In the area of environmental protection the thrust of the New Federalism is no less perceptible.
Although states currently share the power to develop and implement clean air law with the federal
government in Washington, the New Federalists argue that the balance of power currently tips too
heavily towards the federal government at the expense of the states.

The importance of regional planning in combating air pollution often gets lost in the broader debate
about clean air law and policy. A federalist system requires regional ambient air quality planning, to
deal effectively with the problem of ambient air quality. The mobility of air pollution, its cumulative
effects, the mobility of polluters, and the dangers of uniformity demand such an approach.

Position in Germany
The German constitution explicitly requires the federal government to administer the federal
waterways used for inland shipping. The Constitutional Court held that federal jurisdiction extended
only to commerce between the German Lander, not to the control of water pollution and water
supply. Yet, the justification for a federal presence is the same in both situations because they both
involve the costs one Land may impose on another and on the nation as a whole. Water pollution
control is subsumed under the federal authority to promulgate framework statutes concerning the
"water regime." Such framework laws constitute the weakest form of federal legislative authority.
Weak federal authority exists despite the fact that Germany has a number of long, heavily
industrialized rivers that flow through several Lander and foreign countries.
The environmental policy of Germany often ignore the regional character of pollution. The scope of
the problem and the jurisdictional level at which solutions are developed are mismatched. Pollution
with regional and national impact is frequently regulated by state and local officials, who have no
incentive to look outside their own jurisdiction. Even when a national statute guides lower-level
enforcement, implementation by state and local officials may ignore the policy's broader impact.
Conversely, federal statutes can be overly rigid and insensitive to differing state and local conditions.
Overdelegation is especially prevalent in Germany.

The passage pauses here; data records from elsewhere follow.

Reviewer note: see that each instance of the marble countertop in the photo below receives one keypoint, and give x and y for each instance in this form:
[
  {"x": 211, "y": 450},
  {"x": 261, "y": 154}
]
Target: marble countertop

In Germany, too much decentralization has led the federal government to try to induce lower-level
licensing authorities to impose high standards. Unable to enforce strong regional plans effectively,
especially for air pollution, federal authorities must rely on technical standards to guide these
licensing, activities. Even the subsidies provided by federal revenue sharing and tax benefits are
subject to the implementation priorities of lower-level governments. In contrast, too much
centralization in the United States has produced stringent, legally binding regulations for new air
pollution sources and industries that pollute the water. These uniform rules often are poorly adapted
to individual air basins and watersheds, and the exceptions to them, permitted by state officials and
federal courts, are unlikely to reflect the differential cost-benefit tradeoffs.

Position in Australia
The states remain the primary actors in the environmental arena in Australia, important changes
occurred during the 1980s and the early years of the 1990s. During this period, the Australian High
Court consistently sustained the Commonwealth's efforts to protect important natural resources.
Moreover, a recent Memorandum of Agreement between the states and the Commonwealth created a
federal Environmental Protection Authority. The memorandum anticipates the establishment of
national pollution-control standards, although the scope and significance of those standards has not
yet been established.

The recent Memorandum of Agreement between states and the Commonwealth offers a framework
for the future. The memorandum creates an Environmental Protection Authority for the
Commonwealth and envisions the creation of national pollution-control regulations. Because the
Authority is the product of a Commonwealth-State agreement, it offers states a greater opportunity to
participate in the creation of environmental standards, not simply to administer and to enforce them,
which is the primary role of states in the United States.

In Australia, states retain residual powers except as limited by the Constitution. The Australian
Constitution establishes the primacy of federal power. Whenever a state law is inconsistent with a law
of the commonwealth, "the Commonwealth law prevails and the state law is invalid" to the extent of
the inconsistency.
At least two additional constitutional restraints limit the power of Australian states to respond to
environmental problems. First, the Commonwealth Parliament has exclusive power to impose "duties
of customs and of excise." Second, Section 92 of the Australian Constitution forbids the
establishment of any regulations that inhibit the "absolutely free" nature of interstate commerce.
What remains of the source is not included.